Neue Lücke im Internet Explorer

Das Sicherheitsunternehmen Secunia warnt vor einer kritischen Schwachstelle im Microsoft-Webbrowser, die vor allem für Betrüger ein gefundenes Fressen ist.
Laut Secunia [1] ermöglicht das neue Leck mit einem relativ einfachen Trick, eine falsche Webadresse in der Adressleiste des Internet Explorers darzustellen. Betrügern fällt es so leicht, Anwender auf scheinbar seriöse Webseiten zu locken, um beispielsweise an ihre Kreditkartendaten zu kommen. Betroffen ist der Internet Explorer 6.0. Es sei aber nicht auszuschliessen, dass auch frühere Versionen des Microsoft-Browsers das Leck aufweisen.
Für das Problem existiert leider noch keinen Patch.
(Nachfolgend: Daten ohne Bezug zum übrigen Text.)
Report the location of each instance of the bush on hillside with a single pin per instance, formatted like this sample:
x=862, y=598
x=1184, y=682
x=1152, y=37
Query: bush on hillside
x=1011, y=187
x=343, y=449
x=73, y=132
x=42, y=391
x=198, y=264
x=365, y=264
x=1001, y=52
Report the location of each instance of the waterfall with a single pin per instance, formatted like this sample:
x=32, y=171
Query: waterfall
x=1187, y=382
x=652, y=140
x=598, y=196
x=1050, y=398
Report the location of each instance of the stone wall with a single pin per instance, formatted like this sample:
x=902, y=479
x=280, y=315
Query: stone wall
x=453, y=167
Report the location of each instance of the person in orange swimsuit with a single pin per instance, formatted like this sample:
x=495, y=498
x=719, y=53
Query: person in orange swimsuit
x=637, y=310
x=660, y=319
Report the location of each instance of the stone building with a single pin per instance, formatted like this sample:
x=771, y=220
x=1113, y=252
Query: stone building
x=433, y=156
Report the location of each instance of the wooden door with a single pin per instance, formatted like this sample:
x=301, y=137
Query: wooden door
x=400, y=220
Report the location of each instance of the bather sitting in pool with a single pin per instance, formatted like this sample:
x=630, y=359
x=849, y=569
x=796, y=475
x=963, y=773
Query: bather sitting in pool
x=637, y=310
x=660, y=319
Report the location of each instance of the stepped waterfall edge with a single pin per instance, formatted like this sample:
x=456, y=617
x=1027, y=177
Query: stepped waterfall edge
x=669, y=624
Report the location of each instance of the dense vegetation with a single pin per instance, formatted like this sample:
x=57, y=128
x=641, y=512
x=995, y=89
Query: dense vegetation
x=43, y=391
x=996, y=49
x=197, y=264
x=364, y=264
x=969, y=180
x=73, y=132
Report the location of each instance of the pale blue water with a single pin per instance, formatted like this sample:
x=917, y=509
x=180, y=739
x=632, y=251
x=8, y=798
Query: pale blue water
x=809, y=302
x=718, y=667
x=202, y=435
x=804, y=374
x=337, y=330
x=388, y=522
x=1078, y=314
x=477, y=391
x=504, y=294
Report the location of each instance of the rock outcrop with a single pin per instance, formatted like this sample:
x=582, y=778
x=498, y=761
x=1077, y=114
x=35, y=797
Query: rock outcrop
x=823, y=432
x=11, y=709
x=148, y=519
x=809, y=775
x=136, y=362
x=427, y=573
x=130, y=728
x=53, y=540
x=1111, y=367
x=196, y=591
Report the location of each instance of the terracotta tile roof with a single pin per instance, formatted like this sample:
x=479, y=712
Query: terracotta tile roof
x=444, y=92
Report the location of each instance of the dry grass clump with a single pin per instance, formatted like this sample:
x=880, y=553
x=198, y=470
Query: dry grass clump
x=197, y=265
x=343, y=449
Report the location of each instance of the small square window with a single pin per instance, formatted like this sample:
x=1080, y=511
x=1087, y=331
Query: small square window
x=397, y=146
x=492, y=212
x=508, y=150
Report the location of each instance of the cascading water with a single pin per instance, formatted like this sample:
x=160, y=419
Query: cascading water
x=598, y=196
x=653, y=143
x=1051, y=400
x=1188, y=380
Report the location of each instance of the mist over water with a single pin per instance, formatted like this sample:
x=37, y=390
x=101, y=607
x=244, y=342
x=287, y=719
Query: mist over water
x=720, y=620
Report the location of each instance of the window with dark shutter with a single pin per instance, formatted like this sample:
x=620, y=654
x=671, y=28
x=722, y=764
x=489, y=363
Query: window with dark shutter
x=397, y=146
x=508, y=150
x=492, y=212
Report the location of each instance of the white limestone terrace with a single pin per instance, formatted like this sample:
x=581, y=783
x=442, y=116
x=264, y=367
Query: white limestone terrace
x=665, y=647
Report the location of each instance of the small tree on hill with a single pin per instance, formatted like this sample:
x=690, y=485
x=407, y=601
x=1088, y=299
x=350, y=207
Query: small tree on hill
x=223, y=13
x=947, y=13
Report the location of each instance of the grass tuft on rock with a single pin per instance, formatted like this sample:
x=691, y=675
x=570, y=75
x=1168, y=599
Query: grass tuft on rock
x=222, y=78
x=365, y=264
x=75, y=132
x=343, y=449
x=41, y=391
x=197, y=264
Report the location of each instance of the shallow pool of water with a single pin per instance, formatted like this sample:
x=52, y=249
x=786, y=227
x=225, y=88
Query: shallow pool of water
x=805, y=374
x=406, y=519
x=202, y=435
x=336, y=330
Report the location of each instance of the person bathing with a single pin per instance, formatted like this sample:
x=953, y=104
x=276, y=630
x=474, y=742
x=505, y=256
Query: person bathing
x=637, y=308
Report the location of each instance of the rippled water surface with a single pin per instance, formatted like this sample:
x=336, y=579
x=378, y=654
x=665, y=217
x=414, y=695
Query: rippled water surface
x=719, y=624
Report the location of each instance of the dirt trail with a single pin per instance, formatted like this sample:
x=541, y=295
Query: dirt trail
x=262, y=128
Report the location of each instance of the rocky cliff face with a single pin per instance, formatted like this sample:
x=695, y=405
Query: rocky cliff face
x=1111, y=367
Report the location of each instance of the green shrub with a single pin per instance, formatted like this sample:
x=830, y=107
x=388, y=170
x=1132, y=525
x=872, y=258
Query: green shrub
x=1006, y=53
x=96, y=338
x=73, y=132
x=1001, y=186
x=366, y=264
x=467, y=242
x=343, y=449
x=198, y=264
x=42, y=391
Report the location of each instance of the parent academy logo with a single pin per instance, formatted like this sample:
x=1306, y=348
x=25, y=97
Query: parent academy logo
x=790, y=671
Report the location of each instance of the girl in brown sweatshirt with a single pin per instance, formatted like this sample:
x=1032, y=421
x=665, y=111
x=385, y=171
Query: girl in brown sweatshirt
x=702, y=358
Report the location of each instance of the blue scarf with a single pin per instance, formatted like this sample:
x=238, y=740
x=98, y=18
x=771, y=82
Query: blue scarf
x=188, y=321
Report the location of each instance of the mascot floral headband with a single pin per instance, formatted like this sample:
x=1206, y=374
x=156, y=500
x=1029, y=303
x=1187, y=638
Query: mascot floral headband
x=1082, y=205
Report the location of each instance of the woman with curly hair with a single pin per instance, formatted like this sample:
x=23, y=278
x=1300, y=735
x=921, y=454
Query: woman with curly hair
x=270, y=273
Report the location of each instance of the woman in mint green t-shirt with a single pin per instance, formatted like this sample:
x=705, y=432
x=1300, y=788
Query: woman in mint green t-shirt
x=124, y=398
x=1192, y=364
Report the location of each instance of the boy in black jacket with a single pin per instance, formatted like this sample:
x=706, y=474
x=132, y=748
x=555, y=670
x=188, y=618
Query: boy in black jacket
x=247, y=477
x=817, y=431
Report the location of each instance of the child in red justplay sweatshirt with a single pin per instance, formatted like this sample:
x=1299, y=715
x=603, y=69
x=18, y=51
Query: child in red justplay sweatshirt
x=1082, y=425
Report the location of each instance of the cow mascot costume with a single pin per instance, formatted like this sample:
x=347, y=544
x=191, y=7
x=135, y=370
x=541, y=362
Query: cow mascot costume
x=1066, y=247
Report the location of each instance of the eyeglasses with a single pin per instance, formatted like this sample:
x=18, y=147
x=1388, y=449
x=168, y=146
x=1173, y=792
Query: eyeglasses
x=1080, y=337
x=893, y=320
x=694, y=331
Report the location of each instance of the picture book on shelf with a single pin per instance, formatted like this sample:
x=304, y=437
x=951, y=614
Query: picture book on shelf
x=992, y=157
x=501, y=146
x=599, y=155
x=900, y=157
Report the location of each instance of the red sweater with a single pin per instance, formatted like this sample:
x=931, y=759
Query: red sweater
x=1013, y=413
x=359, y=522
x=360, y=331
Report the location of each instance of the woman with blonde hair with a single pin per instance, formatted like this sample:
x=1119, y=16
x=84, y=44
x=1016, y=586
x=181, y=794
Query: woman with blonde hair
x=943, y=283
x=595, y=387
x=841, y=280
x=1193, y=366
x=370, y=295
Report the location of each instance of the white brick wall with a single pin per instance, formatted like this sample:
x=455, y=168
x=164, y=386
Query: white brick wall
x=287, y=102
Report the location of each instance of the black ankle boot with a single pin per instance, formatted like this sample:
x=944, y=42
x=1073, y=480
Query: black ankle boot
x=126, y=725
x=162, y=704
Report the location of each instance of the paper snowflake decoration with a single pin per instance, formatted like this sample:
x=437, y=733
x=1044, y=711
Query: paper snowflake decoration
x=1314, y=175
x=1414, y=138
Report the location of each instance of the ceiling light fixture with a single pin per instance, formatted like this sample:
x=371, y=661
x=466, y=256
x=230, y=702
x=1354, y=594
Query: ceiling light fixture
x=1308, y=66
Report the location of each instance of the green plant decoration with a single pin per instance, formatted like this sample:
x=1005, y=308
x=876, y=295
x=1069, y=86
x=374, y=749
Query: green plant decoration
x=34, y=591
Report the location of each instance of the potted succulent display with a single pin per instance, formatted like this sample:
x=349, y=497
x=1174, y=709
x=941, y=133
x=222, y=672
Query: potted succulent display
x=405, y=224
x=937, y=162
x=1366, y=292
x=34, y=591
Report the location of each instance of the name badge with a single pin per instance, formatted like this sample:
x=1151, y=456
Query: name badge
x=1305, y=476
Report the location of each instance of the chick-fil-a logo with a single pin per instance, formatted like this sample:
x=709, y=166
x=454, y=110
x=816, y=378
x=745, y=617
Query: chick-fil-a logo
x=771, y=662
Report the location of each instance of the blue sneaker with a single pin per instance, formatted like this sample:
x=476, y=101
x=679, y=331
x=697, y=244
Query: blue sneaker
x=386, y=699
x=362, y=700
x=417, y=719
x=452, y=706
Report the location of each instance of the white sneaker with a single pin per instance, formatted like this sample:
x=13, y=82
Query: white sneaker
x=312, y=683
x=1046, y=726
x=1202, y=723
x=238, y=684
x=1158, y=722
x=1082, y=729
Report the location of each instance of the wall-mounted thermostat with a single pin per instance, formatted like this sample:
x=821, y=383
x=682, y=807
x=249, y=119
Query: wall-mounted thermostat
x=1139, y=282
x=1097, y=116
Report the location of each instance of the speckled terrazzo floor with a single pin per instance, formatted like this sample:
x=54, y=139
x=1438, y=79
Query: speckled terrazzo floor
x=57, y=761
Ein Sicherheits-Update wird wahrscheinlich nicht so bald erscheinen, da Microsoft nach eigenen Angaben im Dezember auf die monatlichen Sicherheits-Patches verzichten will. Es ist aber möglich, dass das Softwarehaus doch noch ein Notfall-Update herausbringt. Secunia empfiehlt als Übergangslösung, keine Links auf unvertrauenswürdigen Webseiten anzuwählen.